Auch die EU-Außenbeauftragte mahnte einen raschen Waffenstillstand an

Der Waffenstillstand soll insbesondere den Menschen in Ost-Ghouta helfen. Ost-Ghouta gehört zu den letzten Gebieten des Bürgerkriegslandes, die noch unter der Kontrolle von Rebellen stehen. Dominiert wird die Region von islamistischen Milizen. Sie ist seit Monaten von Regierungstruppen eingeschlossen. Rund 400 000 Menschen sind dort wegen der Blockade fast vollständig von der Außenwelt abgeschnitten.

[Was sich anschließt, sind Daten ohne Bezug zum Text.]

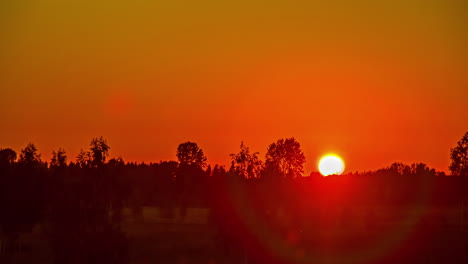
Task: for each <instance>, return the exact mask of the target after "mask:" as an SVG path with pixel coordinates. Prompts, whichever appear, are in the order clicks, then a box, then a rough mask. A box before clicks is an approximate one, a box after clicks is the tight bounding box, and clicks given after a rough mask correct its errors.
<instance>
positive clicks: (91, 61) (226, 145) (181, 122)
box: [0, 0, 468, 174]
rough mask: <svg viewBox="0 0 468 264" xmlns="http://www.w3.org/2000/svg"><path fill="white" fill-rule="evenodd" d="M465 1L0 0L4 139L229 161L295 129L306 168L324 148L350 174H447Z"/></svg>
mask: <svg viewBox="0 0 468 264" xmlns="http://www.w3.org/2000/svg"><path fill="white" fill-rule="evenodd" d="M95 2H98V3H95ZM220 2H222V3H220ZM323 2H332V1H323ZM375 2H378V3H375ZM466 11H468V9H467V6H466V4H464V3H463V1H455V0H453V1H447V0H445V1H443V0H438V1H436V0H424V1H423V0H419V1H403V0H397V1H390V0H389V1H370V0H367V1H364V0H361V1H333V3H328V4H325V3H320V2H314V1H305V0H304V1H299V0H297V1H233V2H232V3H226V1H180V0H175V1H143V0H137V1H111V0H103V1H90V0H69V1H59V0H14V1H13V0H7V1H2V2H1V3H0V40H1V41H0V122H1V123H0V147H12V148H14V149H15V150H17V151H19V150H20V148H22V147H24V146H25V144H27V143H28V142H34V143H36V145H37V146H38V148H39V150H40V151H41V152H42V153H43V157H44V158H45V159H49V157H50V152H51V151H52V150H53V149H57V148H59V147H63V148H65V149H66V150H67V152H68V153H69V156H70V157H71V158H72V159H74V157H75V156H76V154H77V152H78V151H79V150H80V148H87V147H88V143H89V141H90V140H91V138H93V137H97V136H101V135H102V136H104V137H105V138H107V140H108V141H109V143H110V145H111V148H112V149H111V156H119V155H121V156H122V157H123V158H124V159H126V160H128V161H148V162H149V161H159V160H166V159H175V152H176V147H177V145H178V144H179V143H181V142H184V141H187V140H191V141H195V142H197V143H198V144H199V145H200V146H201V147H202V148H203V149H204V150H205V153H206V155H207V156H208V160H209V161H210V162H211V163H222V164H227V163H228V161H229V157H228V155H229V154H230V153H233V152H236V151H237V150H238V149H239V144H240V141H241V140H244V141H245V142H246V144H247V145H248V146H250V147H251V149H252V150H254V151H259V152H260V153H261V155H262V157H263V156H264V154H265V150H266V148H267V146H268V144H270V143H272V142H273V141H275V140H277V139H279V138H284V137H291V136H294V137H296V138H297V139H298V140H299V142H300V143H301V144H302V147H303V150H304V152H305V154H306V158H307V163H306V173H307V174H308V173H310V171H312V170H316V163H317V161H318V159H319V157H320V155H321V154H324V153H326V152H335V153H337V154H339V155H341V156H342V157H343V158H344V159H345V161H346V163H347V168H346V171H354V170H370V169H377V168H380V167H383V166H385V165H388V164H390V163H392V162H394V161H402V162H407V163H410V162H424V163H427V164H428V165H429V166H431V167H435V168H437V169H439V170H445V171H446V170H447V167H448V165H449V150H450V148H451V147H453V146H454V145H455V144H456V142H457V141H458V140H459V139H460V138H461V137H462V135H463V133H464V132H465V131H468V111H467V102H468V86H467V85H468V74H467V66H468V65H467V59H468V58H467V57H468V56H467V50H466V47H467V46H468V45H467V44H468V43H467V35H466V32H468V27H467V19H466Z"/></svg>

Helfer berichten von einer dramatischen humanitären Lage. Aktivisten zufolge sind dort in den vergangenen Tagen mehr als 300 Zivilisten ums Leben gekommen.

In Syrien kämpfen das Assad-Regime, Rebellen und Terrormilizen um die Macht. Neben Russland stehen iranische und andere Milizen auf der Seite Assads. Ferner geht die Türkei gegen kurdische Verbände vor. Seit 2011 wurden Hunderttausende Menschen getötet, Millionen Syrer sind auf der Flucht.

Auch die EU-Außenbeauftragte Federica Mogherini mahnte einen raschen Waffenstillstand und Hilfen für die Zivilisten an. "Das Massaker in Ost-Ghouta muss aufhören", sagte sie in Brüssel. "Der EU gehen die Worte aus, um den Schrecken zu beschreiben, dem die Menschen in Ost-Ghouta ausgesetzt sind."

Russlands Außenminister Sergej Lawrow stellte Bedingungen für eine Zustimmung. Er forderte "Garantien von all jenen, die innerhalb und außerhalb Ost-Ghoutas sind". Niemand könne die Frage beantworten, ob die Kämpfer die Waffenruhe respektieren, sagte Lawrow bei einer Pressekonferenz.